14 de setembro, de 2007 | 00:00

À espera da compreensão “lá fora”

“Quando você passa do portão principal para dentro, não importa mais o que aconteceu lá fora. Importa o que você será aqui dentro”

Fotos: Alex Ferreira


Reforma de estofados é um dos trabalhos com os quais Rogério ocupa o tempo na Dênio Moreira
Rogério José Amaral dos Santos, o “Rogerão”, como diz ser conhecido, aquele que no começo da conversa criticou o sensacionalismo da imprensa, disse que o objetivo maior da conversa era informar o que acontece de melhor na penitenciária. “Discutimos isso antes e queremos passar lá para fora o que é construído aqui dentro. O sonho de cada um só será concretizado lá fora se a sociedade entender que o trabalho dentro da unidade prisional é parte da construção desse sonho. O trabalho traz ocupação e permite àqueles que querem, o afastamento do mundo do crime”, afirma. Rogério, que por bom comportamento já conseguiu a progressão de pena, recentemente foi liberado para visitar sua família e retornou para o cumprimento do restante da sua dívida. Enquanto isso, trabalha como estofador e no serviço de corte e costura da PDMC. “Nossos sonhos pessoais, colocamos em prática na medida em que temos a saída temporária, depois o regime aberto e na condicional”, conclui. O último a falar, Marcelo Morais da Silva, disse que começou a trabalhar cedo, mas aos 18 anos teve a trajetória interrompida. Passados 11 anos, sonha em sair da penitenciária, esquecer o tempo do “desvio”, cuidar de sua filha, hoje com sete anos, estudar Ciência da Computação e trabalhar. “O mais importante foi entender que o dinheiro fácil é uma ilusão. Tive momentos de prazeres, mas terminei aqui, na penitenciária” afirma. No cumprimento de pena, trabalha na oficina de corte e costura. Acrescenta que o respeito e a oportunidade de trabalho foram os diferenciais que fizeram sua vida mudar dentro do sistema penitenciário.
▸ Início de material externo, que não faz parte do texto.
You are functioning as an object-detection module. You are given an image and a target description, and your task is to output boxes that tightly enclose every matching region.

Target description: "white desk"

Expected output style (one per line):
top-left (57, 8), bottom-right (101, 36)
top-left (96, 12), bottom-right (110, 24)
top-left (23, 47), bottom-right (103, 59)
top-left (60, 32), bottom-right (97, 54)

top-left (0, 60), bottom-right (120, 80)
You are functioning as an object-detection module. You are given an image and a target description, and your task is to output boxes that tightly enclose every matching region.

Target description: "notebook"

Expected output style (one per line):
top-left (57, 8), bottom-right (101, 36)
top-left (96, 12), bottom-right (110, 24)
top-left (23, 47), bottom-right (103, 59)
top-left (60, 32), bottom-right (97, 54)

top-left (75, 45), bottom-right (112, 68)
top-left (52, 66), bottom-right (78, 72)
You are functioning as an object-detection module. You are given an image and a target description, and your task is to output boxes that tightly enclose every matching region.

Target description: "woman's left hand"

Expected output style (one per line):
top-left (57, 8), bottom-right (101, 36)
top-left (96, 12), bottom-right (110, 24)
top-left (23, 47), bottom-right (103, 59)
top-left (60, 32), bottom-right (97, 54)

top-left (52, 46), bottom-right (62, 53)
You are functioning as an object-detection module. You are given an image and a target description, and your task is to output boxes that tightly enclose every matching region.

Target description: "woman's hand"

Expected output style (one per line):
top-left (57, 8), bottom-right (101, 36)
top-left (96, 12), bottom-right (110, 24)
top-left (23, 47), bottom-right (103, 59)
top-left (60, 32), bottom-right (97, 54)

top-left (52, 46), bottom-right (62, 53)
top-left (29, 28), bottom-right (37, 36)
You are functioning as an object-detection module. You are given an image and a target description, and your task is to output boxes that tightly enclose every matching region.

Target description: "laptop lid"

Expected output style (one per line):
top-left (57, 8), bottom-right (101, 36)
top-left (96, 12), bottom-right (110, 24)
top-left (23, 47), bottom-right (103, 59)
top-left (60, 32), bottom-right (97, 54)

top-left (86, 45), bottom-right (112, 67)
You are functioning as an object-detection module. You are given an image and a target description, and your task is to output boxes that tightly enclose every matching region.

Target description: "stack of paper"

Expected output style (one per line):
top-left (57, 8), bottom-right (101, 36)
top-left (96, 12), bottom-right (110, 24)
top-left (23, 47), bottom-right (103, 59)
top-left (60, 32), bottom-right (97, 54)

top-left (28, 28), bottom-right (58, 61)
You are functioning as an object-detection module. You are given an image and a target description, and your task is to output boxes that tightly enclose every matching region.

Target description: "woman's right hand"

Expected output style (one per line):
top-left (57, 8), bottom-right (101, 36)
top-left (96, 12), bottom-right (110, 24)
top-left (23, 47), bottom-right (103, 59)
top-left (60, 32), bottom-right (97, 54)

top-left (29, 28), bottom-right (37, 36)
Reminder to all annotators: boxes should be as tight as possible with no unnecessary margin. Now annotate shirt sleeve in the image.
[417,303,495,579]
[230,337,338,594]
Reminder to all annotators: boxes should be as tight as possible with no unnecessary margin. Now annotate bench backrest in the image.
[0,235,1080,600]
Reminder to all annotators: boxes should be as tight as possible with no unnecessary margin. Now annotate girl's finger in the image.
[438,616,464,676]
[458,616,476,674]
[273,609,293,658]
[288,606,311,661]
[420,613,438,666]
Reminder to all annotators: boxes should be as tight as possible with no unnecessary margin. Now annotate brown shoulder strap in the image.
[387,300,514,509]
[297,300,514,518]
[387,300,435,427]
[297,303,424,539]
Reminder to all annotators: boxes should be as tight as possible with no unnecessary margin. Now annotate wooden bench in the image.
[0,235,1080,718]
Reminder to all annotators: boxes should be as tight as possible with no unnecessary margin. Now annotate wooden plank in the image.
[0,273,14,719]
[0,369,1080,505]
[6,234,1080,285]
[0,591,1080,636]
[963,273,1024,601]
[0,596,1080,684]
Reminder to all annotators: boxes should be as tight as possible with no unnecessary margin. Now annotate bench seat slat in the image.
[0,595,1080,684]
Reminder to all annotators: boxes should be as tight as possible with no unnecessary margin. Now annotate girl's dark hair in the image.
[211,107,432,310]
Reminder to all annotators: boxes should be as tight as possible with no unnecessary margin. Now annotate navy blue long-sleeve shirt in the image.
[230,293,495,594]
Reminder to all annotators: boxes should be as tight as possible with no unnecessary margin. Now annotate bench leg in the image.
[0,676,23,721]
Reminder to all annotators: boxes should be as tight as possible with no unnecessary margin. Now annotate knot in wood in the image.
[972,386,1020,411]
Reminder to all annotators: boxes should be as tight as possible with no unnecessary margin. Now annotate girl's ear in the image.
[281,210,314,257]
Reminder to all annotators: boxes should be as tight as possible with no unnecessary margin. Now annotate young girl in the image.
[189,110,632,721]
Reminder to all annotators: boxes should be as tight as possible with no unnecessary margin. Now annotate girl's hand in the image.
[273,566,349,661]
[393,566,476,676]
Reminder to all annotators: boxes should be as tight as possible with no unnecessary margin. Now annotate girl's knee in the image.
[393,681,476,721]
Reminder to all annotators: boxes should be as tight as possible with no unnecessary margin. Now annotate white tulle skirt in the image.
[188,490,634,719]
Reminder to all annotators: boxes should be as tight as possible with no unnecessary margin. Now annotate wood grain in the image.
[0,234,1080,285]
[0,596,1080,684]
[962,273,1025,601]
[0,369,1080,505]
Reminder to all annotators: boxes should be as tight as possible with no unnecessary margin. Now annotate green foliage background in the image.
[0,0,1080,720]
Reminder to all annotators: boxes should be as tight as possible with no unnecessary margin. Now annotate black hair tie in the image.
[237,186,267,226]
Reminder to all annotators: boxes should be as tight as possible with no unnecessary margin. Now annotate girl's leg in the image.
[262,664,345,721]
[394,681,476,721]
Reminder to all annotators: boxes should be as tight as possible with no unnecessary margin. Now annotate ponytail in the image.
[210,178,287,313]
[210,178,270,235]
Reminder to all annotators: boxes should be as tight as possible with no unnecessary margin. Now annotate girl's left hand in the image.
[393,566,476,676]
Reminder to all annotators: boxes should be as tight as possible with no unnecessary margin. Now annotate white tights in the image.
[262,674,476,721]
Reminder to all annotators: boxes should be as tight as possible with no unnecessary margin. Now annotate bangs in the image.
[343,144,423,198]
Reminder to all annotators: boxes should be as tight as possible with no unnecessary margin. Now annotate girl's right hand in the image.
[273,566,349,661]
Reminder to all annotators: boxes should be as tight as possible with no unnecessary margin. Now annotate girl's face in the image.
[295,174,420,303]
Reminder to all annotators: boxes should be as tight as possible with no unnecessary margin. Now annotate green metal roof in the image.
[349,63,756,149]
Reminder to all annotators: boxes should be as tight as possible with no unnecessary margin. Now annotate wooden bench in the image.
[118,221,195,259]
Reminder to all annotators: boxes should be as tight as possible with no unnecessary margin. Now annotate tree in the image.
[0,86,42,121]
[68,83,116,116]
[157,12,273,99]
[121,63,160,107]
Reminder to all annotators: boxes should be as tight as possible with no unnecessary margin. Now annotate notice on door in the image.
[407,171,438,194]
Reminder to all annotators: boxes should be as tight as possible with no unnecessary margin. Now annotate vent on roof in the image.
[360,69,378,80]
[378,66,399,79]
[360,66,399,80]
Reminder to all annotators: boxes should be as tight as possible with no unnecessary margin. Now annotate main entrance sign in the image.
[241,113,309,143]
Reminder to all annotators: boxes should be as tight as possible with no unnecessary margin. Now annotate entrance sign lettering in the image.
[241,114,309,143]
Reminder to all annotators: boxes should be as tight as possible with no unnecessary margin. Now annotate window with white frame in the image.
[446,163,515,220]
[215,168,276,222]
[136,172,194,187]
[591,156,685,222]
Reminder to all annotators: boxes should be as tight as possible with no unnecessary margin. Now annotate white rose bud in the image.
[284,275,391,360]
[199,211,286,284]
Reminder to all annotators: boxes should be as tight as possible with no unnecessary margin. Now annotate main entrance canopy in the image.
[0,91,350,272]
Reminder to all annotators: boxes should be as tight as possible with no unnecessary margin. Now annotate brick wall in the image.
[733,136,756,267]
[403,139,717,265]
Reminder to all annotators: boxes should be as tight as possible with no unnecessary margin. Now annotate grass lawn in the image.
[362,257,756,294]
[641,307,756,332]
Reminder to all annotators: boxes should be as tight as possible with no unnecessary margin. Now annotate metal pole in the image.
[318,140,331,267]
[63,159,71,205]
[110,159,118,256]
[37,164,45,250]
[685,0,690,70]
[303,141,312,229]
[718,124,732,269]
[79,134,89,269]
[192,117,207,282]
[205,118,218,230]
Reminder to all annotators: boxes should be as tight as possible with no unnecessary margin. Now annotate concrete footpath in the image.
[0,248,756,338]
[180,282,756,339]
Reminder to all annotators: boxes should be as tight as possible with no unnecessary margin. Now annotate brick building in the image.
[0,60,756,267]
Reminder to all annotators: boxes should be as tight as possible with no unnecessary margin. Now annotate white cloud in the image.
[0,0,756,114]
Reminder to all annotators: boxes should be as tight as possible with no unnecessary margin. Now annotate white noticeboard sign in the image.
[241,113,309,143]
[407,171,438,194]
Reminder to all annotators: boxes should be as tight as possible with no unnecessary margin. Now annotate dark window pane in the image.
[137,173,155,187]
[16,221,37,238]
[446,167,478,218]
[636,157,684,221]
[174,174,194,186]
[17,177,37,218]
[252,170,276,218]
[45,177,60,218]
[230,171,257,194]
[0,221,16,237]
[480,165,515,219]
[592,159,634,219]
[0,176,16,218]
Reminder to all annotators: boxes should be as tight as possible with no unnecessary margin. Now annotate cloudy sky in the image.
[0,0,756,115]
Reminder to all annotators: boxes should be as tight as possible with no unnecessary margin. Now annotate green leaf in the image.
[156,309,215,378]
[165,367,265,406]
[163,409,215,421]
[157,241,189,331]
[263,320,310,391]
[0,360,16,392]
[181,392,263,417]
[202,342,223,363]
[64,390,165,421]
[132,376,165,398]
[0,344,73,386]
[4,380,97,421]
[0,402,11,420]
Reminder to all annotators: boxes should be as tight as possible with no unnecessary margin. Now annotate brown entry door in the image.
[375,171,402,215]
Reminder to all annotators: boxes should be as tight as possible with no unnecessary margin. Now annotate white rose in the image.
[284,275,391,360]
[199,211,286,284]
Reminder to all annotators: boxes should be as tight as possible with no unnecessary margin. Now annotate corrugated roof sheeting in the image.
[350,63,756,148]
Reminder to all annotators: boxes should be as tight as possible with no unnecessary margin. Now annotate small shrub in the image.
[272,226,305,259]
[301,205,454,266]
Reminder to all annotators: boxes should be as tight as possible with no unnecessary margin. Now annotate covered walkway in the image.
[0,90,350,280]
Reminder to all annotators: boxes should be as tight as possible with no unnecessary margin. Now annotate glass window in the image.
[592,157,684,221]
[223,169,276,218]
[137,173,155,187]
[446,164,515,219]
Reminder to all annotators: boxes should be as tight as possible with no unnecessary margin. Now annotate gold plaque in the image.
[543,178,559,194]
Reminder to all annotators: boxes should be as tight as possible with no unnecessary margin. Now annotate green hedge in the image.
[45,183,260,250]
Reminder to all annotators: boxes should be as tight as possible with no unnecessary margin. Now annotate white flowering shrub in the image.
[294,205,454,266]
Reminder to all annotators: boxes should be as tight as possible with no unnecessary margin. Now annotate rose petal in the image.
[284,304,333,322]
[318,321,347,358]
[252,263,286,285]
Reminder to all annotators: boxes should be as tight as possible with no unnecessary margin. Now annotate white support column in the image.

Segundo Marcelo, antes de Ipaba o seu sentimento como preso era de revolta, tinha vontade de fugir e continuar no crime. “Encontrei fortalecimento para a vida correta aqui”, concluiu.    Ao término da reunião, o diretor Adão dos Anjos disse que o comportamento dos homens em cumprimento de pena na PDMC reflete o pensamento repassado a todos que chegam à penitenciária: “Quando você passa do portão principal para dentro, não importa mais o que aconteceu lá fora. Importa o que você será aqui dentro”.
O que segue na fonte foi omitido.